As with all exponent rules, it doesn’t matter if we are dealing with exponents with fractions, decimals, variables, or complex numbers. This cancellation rule applies (assuming the base is not zero). That is, you can totally have stuff like

$$\begin{align}\frac{3x^{7.142}}{5x^{7.142}}=\frac{3}{5}\end{align}$$

In summary, stuff with the same exponent in top and bottom cancels out completely.

$x^{-1}$ or $\frac{1}{x}$

Notice that $x^3\cdot x^{-4}=x^{3-4}=x^{-1}=\frac{1}{x}$, since negative exponents means that the exponential expression to which the exponent is attached is in the “wrong part” of the fraction. Moving the expression to the “correct part” of the fraction makes the exponent positive.

$\frac{y^3}{z^3x^2}$

In $\frac{y^3z^{-3}}{x^2}$, we have $z^{-3}$ with the negative exponent. Move this exponential expression down to the denominator (where it belongs) and change the sign of the exponent. That is all that is required here, since $y^3$ and $x^2$ both have positive exponents (so, they are in the “correct” part of the fraction).

$\frac{y^3}{x^4}$

The negative exponents means that the exponential expression to which they are attached are in the “wrong part” of the fraction. Moving them to the “correct part” of the fraction makes the exponents positive.

$\frac{2}{x^3y^2}$.

The $x$ was the only thing with a negative exponent, so it got moved to the denominator, and multiplied by the $y^2$ that was already there. The 2 in the numerator is not technically attached to the $x^{-3}$ since the 2 is out in front of it, so it stays in the numerator where it belongs.

$\frac{1}{x^{7}y^2}$

One could first write $\frac{x^{-7}}{y^2}=\frac{1\cdot x^{-7}}{y^2}$ (this step is helpful, but not necessary). Then, since we have a negative exponent on $x$, we can move the exponential expression $x^{-7}$ to the denominator (where it belongs) and make the exponent negative. The $1$ stays up top because that’s the only thing that is (technically) remaining. Everything else had a positive exponent, so it doesn’t need to move.

$\frac{1}{4m^6}$

The negative exponent on $(2m^3)^{-2}$ tells you to bring the whole parentheses down to the denominator. This gives you $\frac{1}{(2m^3)^2}$. Then, as per usual exponent rules, you can distribute that power of 2 to both the 2 and $m^3$, which will give you the final answer.

$v^{3}$

The negative exponent on the $v^{-7}$ and $v^{-10}$ indicates that both of these exponential expressions are in the wrong place of the fraction. Move them to the “correct” place and change their fractions to be positive. See the following for how this works out.

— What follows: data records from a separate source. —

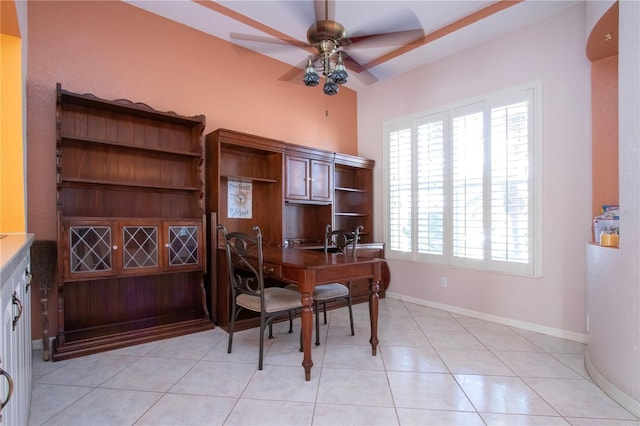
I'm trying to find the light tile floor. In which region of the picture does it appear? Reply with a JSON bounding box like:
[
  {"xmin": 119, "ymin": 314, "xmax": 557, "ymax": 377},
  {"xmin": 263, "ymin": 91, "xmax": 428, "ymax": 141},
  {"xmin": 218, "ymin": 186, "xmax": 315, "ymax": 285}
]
[{"xmin": 30, "ymin": 299, "xmax": 640, "ymax": 426}]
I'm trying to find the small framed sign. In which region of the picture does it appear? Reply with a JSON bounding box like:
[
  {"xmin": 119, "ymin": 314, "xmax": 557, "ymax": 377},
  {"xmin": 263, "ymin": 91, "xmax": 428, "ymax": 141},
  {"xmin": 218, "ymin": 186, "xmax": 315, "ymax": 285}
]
[{"xmin": 227, "ymin": 180, "xmax": 253, "ymax": 219}]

$$\begin{align} \frac{v^{-7}}{v^{-10}}&=\frac{v^{10}}{v^{7}}\end{align}$$

Now apply the subtraction/cancellation rule!

$$\begin{align}\frac{v^{10}}{v^{7}}&=v^{10-7}\\&=v^3\end{align}$$

$\frac{y^6}{x^4}$

The negative exponent on the whole fraction flips the fraction, changing the negative exponent to a positive one. Then, apply the exponent rule for fractions to get the result.

$$\begin{align} \left(\frac{x^2}{y^3}\right)^{-2} &=\left(\frac{y^3}{x^2}\right)^2\\&=\frac{y^6}{x^4}\end{align}$$

$x^6$

There are a few ways you could do this. When I see a fraction inside a negative power, that tells me to just flip the whole fraction inside the parentheses and make the power positive, then distribute the now positive power to each thing being multiplied (or divided, in some problems).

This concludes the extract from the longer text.